The Things I Carry

My former professor, Linda Taylor, posted about a writing assignment she gave her students based on Tim O’Brien’s book, The Things They Carried. I liked the idea of digging through my bag to learn what the things I carry every day say about who I am and what I care about. Let’s explore!

My blue and red North Face backpack saw me through all three years of college. It’s been stuffed to the limit with books on the days when there was no time to go back to my dorm between classes. It withstood three seasons of Indiana’s rain and snow. It’s been squished under seats and in overhead bins on flights home for Christmas break. It traveled with me to the Bahamas, Northern Ireland, and Tajikistan. It has been on mountain peaks and beaches and in bazaars. And now, it’s coming to grad school with me. Some of the things I fill my backpack with these days are the same as I’ve always had and some are new.

Things Carried

My planner is an ever-present item in my bag when I leave the house. I need a transportable place to keep track of assignments and meetings now that I’m in school again. I got this one on New Years Eve, all starry-eyed about what was ahead of me. Its cover is soft pink and velvety smooth with shiny gold details and its typography is mid-century modern. It felt well suited to 2016.

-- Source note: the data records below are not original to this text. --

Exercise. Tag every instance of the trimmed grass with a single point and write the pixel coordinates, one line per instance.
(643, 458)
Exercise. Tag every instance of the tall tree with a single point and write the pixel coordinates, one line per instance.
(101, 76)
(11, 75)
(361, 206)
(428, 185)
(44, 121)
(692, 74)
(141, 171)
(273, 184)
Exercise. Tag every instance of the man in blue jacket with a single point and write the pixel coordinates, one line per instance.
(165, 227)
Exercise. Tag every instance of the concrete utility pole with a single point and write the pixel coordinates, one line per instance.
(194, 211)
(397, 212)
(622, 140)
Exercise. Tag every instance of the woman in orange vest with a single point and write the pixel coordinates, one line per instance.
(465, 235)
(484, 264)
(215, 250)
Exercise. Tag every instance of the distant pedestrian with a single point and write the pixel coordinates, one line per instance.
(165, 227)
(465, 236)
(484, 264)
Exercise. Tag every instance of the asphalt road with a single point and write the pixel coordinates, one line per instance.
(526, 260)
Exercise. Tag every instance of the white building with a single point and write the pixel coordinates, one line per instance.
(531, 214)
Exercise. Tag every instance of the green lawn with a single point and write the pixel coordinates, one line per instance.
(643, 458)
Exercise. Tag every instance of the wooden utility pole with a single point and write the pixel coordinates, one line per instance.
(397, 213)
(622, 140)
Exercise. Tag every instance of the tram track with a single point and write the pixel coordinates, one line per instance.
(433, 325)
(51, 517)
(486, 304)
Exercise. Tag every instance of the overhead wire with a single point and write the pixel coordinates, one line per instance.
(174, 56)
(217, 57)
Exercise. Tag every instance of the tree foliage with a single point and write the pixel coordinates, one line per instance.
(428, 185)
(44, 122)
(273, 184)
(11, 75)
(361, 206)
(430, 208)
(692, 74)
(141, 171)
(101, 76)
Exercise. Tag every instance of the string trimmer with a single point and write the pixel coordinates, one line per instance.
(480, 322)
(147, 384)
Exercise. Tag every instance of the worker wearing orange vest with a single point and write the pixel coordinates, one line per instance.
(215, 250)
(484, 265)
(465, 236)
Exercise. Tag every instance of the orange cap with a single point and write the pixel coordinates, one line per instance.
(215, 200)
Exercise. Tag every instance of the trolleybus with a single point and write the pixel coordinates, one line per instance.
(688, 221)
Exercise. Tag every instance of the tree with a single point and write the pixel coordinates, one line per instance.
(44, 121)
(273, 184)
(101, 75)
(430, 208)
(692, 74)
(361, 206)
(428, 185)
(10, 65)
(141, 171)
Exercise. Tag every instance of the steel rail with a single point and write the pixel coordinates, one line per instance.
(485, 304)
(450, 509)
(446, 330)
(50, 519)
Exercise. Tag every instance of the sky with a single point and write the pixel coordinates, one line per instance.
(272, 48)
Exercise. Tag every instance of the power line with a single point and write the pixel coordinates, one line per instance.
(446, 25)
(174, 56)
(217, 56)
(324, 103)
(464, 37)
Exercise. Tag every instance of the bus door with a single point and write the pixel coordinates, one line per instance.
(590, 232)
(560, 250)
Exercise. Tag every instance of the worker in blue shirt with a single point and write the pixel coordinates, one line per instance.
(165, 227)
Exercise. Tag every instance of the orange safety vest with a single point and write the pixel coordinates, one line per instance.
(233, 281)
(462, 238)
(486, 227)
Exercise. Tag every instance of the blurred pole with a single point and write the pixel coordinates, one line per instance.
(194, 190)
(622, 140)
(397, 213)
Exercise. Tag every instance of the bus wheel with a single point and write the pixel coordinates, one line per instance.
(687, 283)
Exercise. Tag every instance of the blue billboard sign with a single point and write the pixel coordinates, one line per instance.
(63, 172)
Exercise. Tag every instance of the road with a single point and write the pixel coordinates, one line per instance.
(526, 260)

On the key ring I usually have stored in a side pocket of my backpack are two discount cards—one for the drug store, one for the grocery store. I like having them on my key chain as well as in my wallet so there is less chance I’ll end up at a checkout line without them. My mother raised me to always be on the alert for a good deal, and discount cards help me save money almost effortlessly.

I’ve stashed away (and mostly forgotten about) a tube of lipstick and another of lip gloss. They are there for those occasions when I might need to look a touch fancier at a moment’s notice.

Folded up in the front pocket of my backpack is a reusable grocery bag. I put it there hoping I’ll remember it for those quick stops at the grocery store when I need to pick up a few items on the way home from school. Carrying a cloth bag out of the store gives me a sense of satisfaction plastic bags never do.

These ordinary objects, hardly worth examining, represent growing up, taking responsibility, expanding the realm of my practical knowledge. They are symbols of what I want to become, the changes I want to manifest at this time in my life. They help me make plans, save money, look the part, generate less waste, and get stuff done. With these items and in the best way I know how, I am looking forward, moving ahead, growing.

What’s in your backpack or purse? What items do you carry with you every day and what do they say about you?